Processos por consumo de drogas: maioria resulta em medidas não punitivas

3 de Novembro 2025

As Comissões para a Dissuasão da Toxicodependência efetuaram 5.794 audições no ano de 2024. A grande maioria, 4.677, diz respeito a processos instaurados no próprio ano, segundo dados do Instituto para os Comportamentos Aditivos e as Dependências.

As Comissões para a Dissuasão da Toxicodependência (CDT) levaram a cabo 5.794 audições ao longo de 2024, um número que espelha a atividade constante destas estruturas no terreno. Do total, 4.677 audiências emergiram de processos abertos no próprio ano, um sinal do esforço para uma resposta mais imediata aos novos casos que vão surgindo. Quase todas, 96%, foram conduzidas de forma autónoma pelas comissões, sem necessidade de recurso a outras entidades.

Os dados, compilados no Relatório de avaliação da atividade processual das CDT do Instituto para os Comportamentos Aditivos e as Dependências (ICAD), mostram que 89% dos processos instaurados em 2024 já viram diligências serem realizadas. Desses, 61% encontram-se arquivados, deixando uma pendência de apenas 11%, um fôlego considerável face ao que se verificava no período anterior.
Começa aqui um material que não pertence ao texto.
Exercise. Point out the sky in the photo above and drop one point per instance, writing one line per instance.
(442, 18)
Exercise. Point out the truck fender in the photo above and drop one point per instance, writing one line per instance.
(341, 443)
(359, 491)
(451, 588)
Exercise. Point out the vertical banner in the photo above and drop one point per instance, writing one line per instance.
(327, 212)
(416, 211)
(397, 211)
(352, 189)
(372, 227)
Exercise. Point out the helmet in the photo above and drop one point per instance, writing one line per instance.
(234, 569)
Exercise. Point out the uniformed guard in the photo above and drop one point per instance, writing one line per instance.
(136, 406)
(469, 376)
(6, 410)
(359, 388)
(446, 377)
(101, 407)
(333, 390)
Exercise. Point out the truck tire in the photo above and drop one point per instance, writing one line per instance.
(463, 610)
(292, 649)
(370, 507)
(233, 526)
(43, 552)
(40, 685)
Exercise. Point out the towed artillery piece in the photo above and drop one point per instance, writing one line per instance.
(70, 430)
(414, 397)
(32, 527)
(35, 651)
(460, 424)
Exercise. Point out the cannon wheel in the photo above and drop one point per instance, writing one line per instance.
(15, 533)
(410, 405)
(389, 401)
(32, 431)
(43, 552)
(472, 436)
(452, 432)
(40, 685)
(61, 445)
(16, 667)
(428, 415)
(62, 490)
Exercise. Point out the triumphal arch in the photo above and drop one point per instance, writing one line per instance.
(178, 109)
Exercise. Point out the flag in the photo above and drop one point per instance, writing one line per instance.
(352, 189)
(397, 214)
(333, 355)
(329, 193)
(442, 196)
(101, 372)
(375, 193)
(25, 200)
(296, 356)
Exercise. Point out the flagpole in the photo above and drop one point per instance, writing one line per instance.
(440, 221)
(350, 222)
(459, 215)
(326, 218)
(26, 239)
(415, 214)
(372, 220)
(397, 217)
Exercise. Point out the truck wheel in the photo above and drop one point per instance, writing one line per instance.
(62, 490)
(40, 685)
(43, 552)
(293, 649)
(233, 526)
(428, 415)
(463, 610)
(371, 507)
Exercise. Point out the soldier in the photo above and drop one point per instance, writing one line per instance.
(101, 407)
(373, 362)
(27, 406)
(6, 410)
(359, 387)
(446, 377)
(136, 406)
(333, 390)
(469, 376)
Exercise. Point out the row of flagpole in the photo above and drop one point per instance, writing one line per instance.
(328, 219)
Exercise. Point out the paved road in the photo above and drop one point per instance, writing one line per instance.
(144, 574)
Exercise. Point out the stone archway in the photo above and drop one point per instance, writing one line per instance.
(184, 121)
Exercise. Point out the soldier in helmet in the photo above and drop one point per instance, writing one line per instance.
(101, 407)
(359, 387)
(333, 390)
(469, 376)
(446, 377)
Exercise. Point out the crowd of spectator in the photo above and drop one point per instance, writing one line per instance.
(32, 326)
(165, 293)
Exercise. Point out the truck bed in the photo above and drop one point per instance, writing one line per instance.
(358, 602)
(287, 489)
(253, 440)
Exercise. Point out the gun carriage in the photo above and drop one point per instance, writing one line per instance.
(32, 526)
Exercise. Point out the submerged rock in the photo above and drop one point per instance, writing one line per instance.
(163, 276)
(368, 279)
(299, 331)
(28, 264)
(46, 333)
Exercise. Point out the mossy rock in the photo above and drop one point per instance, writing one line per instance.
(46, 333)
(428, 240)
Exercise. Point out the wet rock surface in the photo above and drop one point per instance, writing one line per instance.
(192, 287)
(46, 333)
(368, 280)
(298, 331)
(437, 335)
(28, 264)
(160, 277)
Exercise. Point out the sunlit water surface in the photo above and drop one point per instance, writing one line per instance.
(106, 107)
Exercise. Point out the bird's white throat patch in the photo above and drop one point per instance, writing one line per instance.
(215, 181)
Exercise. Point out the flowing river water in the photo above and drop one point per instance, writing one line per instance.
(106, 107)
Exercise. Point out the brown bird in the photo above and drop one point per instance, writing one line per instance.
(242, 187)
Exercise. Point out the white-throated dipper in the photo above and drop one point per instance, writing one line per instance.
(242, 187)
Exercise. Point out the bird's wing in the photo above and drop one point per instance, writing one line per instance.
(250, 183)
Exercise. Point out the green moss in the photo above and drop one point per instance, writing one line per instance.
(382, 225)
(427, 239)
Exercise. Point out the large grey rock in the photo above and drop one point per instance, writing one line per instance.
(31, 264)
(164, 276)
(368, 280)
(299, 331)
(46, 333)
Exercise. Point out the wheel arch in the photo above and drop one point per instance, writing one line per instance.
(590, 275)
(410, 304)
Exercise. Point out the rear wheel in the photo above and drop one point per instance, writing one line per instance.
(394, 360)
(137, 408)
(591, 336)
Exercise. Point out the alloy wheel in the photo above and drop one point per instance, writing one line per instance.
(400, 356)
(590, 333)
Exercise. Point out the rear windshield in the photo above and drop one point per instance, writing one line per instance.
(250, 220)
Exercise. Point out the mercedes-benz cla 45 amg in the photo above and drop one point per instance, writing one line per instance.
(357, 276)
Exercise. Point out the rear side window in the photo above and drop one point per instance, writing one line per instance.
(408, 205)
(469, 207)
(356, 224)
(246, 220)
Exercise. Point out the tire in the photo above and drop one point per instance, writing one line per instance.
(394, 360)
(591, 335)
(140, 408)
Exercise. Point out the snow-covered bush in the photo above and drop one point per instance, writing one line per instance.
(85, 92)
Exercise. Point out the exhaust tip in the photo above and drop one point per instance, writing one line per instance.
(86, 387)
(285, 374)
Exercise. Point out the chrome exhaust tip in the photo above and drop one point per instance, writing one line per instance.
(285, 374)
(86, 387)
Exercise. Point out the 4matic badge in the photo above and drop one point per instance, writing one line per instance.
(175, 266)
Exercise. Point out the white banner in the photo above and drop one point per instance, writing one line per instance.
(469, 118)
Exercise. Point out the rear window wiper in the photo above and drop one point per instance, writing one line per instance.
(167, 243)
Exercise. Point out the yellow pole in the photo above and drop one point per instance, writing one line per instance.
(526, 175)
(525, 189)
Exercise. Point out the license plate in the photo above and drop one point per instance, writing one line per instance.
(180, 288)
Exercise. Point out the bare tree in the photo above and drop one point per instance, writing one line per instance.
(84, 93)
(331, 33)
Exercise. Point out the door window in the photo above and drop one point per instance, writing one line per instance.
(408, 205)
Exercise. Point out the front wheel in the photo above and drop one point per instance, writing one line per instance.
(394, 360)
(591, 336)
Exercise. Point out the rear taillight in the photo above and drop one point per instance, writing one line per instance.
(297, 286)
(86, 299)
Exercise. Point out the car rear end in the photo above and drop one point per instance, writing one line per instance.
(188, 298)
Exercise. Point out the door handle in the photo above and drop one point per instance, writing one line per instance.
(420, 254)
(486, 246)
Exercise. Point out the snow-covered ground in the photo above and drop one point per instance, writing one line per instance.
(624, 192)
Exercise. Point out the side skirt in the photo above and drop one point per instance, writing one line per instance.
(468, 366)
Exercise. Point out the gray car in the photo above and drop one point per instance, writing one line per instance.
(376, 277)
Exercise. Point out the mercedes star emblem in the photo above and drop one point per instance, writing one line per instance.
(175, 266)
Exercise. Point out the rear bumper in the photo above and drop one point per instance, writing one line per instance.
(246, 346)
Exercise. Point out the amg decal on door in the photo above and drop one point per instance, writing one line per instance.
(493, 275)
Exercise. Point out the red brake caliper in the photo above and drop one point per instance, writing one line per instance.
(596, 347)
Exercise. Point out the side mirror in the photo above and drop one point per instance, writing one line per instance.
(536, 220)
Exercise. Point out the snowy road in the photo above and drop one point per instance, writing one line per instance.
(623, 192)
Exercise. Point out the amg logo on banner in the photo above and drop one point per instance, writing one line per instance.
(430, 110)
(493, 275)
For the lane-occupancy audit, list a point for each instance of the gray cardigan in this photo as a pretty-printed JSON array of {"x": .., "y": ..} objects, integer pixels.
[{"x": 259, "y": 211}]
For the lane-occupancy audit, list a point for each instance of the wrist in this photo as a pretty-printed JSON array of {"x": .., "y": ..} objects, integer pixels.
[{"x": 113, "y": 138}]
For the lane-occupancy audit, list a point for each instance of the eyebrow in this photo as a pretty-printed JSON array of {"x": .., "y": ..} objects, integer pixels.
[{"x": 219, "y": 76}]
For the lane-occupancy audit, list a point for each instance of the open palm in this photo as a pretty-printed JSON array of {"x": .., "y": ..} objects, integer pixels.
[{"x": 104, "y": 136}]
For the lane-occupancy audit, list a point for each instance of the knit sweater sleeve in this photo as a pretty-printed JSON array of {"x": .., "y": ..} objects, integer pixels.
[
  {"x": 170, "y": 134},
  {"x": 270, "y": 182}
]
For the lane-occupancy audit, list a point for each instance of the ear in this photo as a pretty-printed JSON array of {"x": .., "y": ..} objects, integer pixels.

As restantes 1.117 audições digladiaram-se com processos que já vinham de trás, arrastados de anos anteriores.

O retrato que o documento traça é o de uma justiça que prefere evitar a sanção pura e dura. A esmagadora maioria das deliberações assumiu um caráter suspensivo, optando-se por medidas que se pretendem ajustadas à realidade de cada consumidor. Em vez de multas, impõem-se apresentações periódicas num local designado ou encaminhamentos para uma rede de apoio técnico especializado. Esta parece ser a tónica dominante para situações onde não está diagnosticada uma dependência.

No que toca à origem dos processos, as autoridades policiais mantêm o seu lugar cimeiro. A GNR foi responsável por 44% das sinalizações e a PSP por 18%. Contudo, as autoridades judiciais ganharam um novo fôlego, contribuindo com 38% dos casos, um aumento que o relatório associa, sem grande surpresa, a ajustes recentes no quadro legal.

O perfil do indiciado médio pouco se alterou: homem, jovem, com idades entre os 16 e os 29 anos, solteiro e com um nível de escolaridade que não vai além do secundário ou do terceiro ciclo. A novidade, se é que se pode chamar assim, reside num ligeiro inchaço na faixa etária acima dos 30 anos, um dado que poderá sugerir mudanças subtis nos hábitos de consumo. A verdade é que 73% dos pessoas ouvidas são consideradas consumidores não dependentes, um indicador que parece confirmar a aposta na intervenção precoce junto de populações mais novas.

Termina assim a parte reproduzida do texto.